The thing itself

In difficult situations, I try to be in control. I try to be outside myself, to look down at the patchwork of sensation and sensitivity from a position of careful remove. Comfortably seated on the blue velvet cushion of my pilot’s chair, I look through the plastic windows of a steel airplane with an upturned chin, a neutral, cool eye. I wave a hand with a flippant, monarchical air. The plane tilts and swerves past puffy clouds, droning on. I make proclamations. I leap onto the grass of the field, and then onto the sand of the shore. I conjure concrete breaks in the waters. I push through the crowd, crown in one hand. I argue with the tide. I try to orchestrate the path of feeling but I find, each time, that feeling must take its own journey.

I pretend to be the turret of reason. White granite, a gull aloft, circling its highest point. The sky as blue as a promise about to be broken. Crystalline, unflappable. But when the bell sounds on the hour, I have abandoned my post. I am lost in the catacombs, ignoring the call of the bitter prism outside. I light a torch. The bones litter the ground. I bend down to pick through them, to examine the text on their marrow. Blood on my fingertips where I graze the textured surface. Feeble, goopy gestations. My writing, left to wither on the vine. Had these been allowed to grow, they could have only been weeds, fetid and lacking—or angels, fire trailing their instep. One entry is titled, plaintively: All I wanted. The next is: Just forget it. Both, when I click on them, are empty. The cursor hovers over the white wall with something like desire.

Everything in twos. The thing itself, and its shadow. The thing is—? The thing that it is—? Me and my twisted shadow. The mismatch between the roots and the flowering. Could we walk together? What would happen if we did? What would happen if we did? What would happen if we did? A curse, or a blessing? A request, an admonition. An olive branch, a fallen star. An offering, a retraction.

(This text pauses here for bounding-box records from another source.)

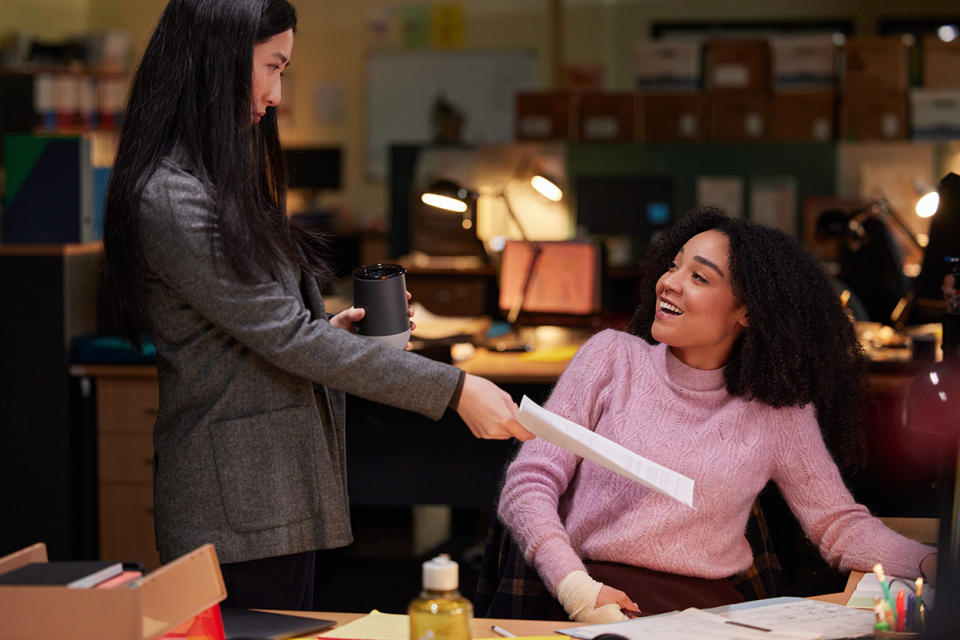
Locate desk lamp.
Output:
[420,173,563,324]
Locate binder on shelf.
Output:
[0,543,227,640]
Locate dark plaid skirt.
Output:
[474,503,781,620]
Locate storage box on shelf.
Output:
[580,91,643,142]
[709,90,768,142]
[706,39,770,92]
[643,92,707,142]
[516,91,580,140]
[768,34,840,91]
[843,36,910,93]
[634,39,703,92]
[840,90,908,140]
[767,89,837,142]
[910,87,960,140]
[920,36,960,89]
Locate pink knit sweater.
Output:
[499,330,934,592]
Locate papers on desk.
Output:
[560,598,874,640]
[315,609,410,640]
[517,396,693,507]
[847,573,934,610]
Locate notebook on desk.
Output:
[220,607,336,640]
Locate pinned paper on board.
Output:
[517,396,693,507]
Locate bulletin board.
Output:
[364,49,538,179]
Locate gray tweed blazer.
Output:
[140,156,460,562]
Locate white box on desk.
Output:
[633,39,703,91]
[910,88,960,139]
[769,35,840,90]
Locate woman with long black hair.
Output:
[104,0,532,609]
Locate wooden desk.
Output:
[288,611,583,638]
[279,571,863,638]
[457,347,570,385]
[810,571,864,605]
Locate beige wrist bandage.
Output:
[557,571,626,624]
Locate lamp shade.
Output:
[420,179,477,213]
[530,173,563,202]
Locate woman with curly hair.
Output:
[498,208,936,622]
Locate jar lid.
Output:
[423,553,460,591]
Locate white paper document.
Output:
[559,598,874,640]
[517,396,693,507]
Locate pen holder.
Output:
[353,264,410,349]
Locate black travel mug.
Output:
[353,264,410,349]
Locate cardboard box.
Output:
[840,90,908,140]
[515,91,580,140]
[843,36,910,92]
[709,91,768,142]
[580,92,643,142]
[910,88,960,140]
[920,36,960,89]
[0,543,227,640]
[706,39,770,91]
[769,34,840,90]
[633,39,703,91]
[768,90,837,142]
[643,93,706,142]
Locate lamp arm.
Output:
[497,184,532,244]
[876,198,923,251]
[497,183,541,324]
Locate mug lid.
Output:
[353,262,407,280]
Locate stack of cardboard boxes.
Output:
[910,36,960,139]
[840,36,910,140]
[517,34,960,142]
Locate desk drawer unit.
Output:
[97,376,160,570]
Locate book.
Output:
[0,560,123,589]
[220,607,336,640]
[96,571,143,589]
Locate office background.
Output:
[0,0,960,610]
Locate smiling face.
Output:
[650,229,748,370]
[250,29,293,124]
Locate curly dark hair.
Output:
[627,207,867,473]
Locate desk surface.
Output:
[282,571,863,638]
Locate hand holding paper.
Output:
[517,396,693,507]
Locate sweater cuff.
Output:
[447,369,467,411]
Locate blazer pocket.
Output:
[210,407,320,531]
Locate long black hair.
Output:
[104,0,329,344]
[628,207,867,472]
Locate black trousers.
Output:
[220,551,317,611]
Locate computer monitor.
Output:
[574,174,675,239]
[284,147,342,189]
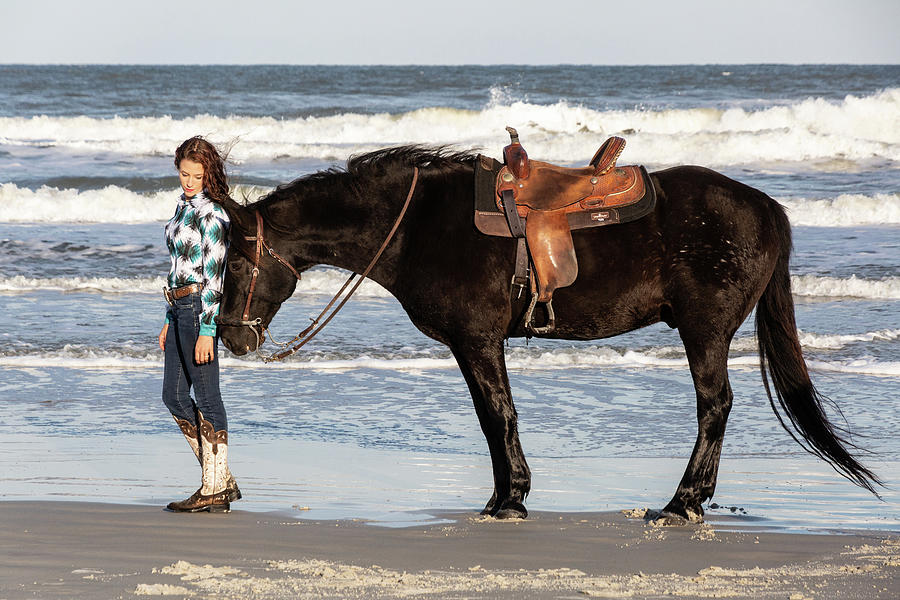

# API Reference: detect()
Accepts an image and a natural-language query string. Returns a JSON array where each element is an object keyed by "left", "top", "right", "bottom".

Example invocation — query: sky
[{"left": 0, "top": 0, "right": 900, "bottom": 65}]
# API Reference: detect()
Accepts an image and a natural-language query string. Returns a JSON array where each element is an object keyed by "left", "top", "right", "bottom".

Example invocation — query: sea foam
[
  {"left": 0, "top": 183, "right": 900, "bottom": 227},
  {"left": 0, "top": 88, "right": 900, "bottom": 168},
  {"left": 0, "top": 268, "right": 900, "bottom": 300},
  {"left": 0, "top": 346, "right": 900, "bottom": 376}
]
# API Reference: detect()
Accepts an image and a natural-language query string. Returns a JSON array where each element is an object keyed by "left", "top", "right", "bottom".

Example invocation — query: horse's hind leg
[
  {"left": 663, "top": 331, "right": 733, "bottom": 521},
  {"left": 451, "top": 340, "right": 531, "bottom": 519}
]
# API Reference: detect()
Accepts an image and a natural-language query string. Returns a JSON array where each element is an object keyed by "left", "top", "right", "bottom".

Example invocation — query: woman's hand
[
  {"left": 159, "top": 323, "right": 169, "bottom": 352},
  {"left": 194, "top": 335, "right": 213, "bottom": 365}
]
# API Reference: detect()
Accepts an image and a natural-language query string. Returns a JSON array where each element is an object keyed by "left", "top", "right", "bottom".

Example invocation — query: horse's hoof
[
  {"left": 644, "top": 509, "right": 703, "bottom": 527},
  {"left": 494, "top": 502, "right": 528, "bottom": 519}
]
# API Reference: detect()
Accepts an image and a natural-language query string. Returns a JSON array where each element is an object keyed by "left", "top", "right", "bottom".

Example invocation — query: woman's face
[{"left": 178, "top": 158, "right": 203, "bottom": 198}]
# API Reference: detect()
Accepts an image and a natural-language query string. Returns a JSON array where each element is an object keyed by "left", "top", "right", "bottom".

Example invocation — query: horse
[{"left": 218, "top": 145, "right": 882, "bottom": 522}]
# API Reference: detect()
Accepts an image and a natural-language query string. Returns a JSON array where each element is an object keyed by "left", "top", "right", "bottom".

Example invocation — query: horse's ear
[{"left": 222, "top": 197, "right": 251, "bottom": 233}]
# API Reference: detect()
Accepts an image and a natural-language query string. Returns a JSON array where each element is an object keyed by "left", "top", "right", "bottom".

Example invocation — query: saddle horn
[{"left": 503, "top": 127, "right": 531, "bottom": 179}]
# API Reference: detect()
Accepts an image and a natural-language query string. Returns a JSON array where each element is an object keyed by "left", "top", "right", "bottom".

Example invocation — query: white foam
[
  {"left": 0, "top": 88, "right": 900, "bottom": 168},
  {"left": 0, "top": 269, "right": 391, "bottom": 298},
  {"left": 0, "top": 275, "right": 166, "bottom": 294},
  {"left": 778, "top": 193, "right": 900, "bottom": 227},
  {"left": 0, "top": 183, "right": 179, "bottom": 223},
  {"left": 791, "top": 275, "right": 900, "bottom": 300},
  {"left": 0, "top": 268, "right": 900, "bottom": 300},
  {"left": 0, "top": 183, "right": 900, "bottom": 227},
  {"left": 0, "top": 183, "right": 270, "bottom": 223},
  {"left": 0, "top": 340, "right": 900, "bottom": 376}
]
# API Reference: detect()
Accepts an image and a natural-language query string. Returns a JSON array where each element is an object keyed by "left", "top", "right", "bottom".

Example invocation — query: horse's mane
[{"left": 252, "top": 144, "right": 478, "bottom": 209}]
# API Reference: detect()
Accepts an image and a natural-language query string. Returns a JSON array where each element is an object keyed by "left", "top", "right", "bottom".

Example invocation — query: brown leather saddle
[{"left": 475, "top": 127, "right": 656, "bottom": 334}]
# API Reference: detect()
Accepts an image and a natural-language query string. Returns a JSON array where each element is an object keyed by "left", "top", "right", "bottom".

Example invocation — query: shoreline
[{"left": 0, "top": 501, "right": 900, "bottom": 600}]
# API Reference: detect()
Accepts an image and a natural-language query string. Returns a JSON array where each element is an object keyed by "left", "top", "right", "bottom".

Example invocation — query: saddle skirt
[{"left": 475, "top": 128, "right": 656, "bottom": 333}]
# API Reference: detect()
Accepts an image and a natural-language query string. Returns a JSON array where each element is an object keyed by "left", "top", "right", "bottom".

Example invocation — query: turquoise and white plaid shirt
[{"left": 166, "top": 193, "right": 230, "bottom": 336}]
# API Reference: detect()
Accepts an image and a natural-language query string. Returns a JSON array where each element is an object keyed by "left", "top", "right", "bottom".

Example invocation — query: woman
[{"left": 159, "top": 137, "right": 241, "bottom": 512}]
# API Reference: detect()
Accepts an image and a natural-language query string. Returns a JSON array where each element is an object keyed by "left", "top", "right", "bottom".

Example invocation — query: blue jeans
[{"left": 163, "top": 294, "right": 228, "bottom": 431}]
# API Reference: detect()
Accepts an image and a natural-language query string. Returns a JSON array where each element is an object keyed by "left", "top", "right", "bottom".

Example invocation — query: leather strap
[
  {"left": 509, "top": 237, "right": 528, "bottom": 299},
  {"left": 501, "top": 190, "right": 525, "bottom": 238},
  {"left": 264, "top": 167, "right": 420, "bottom": 363}
]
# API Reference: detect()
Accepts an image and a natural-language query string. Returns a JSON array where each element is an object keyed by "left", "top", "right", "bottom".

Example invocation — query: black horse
[{"left": 213, "top": 146, "right": 880, "bottom": 520}]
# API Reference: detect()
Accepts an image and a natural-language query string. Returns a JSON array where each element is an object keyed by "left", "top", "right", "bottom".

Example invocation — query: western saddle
[{"left": 475, "top": 127, "right": 656, "bottom": 335}]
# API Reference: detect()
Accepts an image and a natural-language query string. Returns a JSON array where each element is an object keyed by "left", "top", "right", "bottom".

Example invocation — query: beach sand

I stumble to bed and when I wake up, I am right back in a former body, possessed by the familiar, the tender, terrors of my own spirit. A pulley lifts me from off the ground. A missive, a memory, always in circulation, like blood. A broken whisky glass, its newly jagged edges like the spikes of a crown. With a jolt, I’m dropped into the horror movie of the soft, dirty backseat. Tires make contact with rainwater, sending it back into the gray air and over the cracked asphalt in a fan-like spray. The undernourished grass of the median is soaked and glistening. Rainbows that are more red than any other color. My face, crushed against the cold, wet glass. A feeling pulls me close. It holds me tightly. It holds me tightly. It holds me tightly.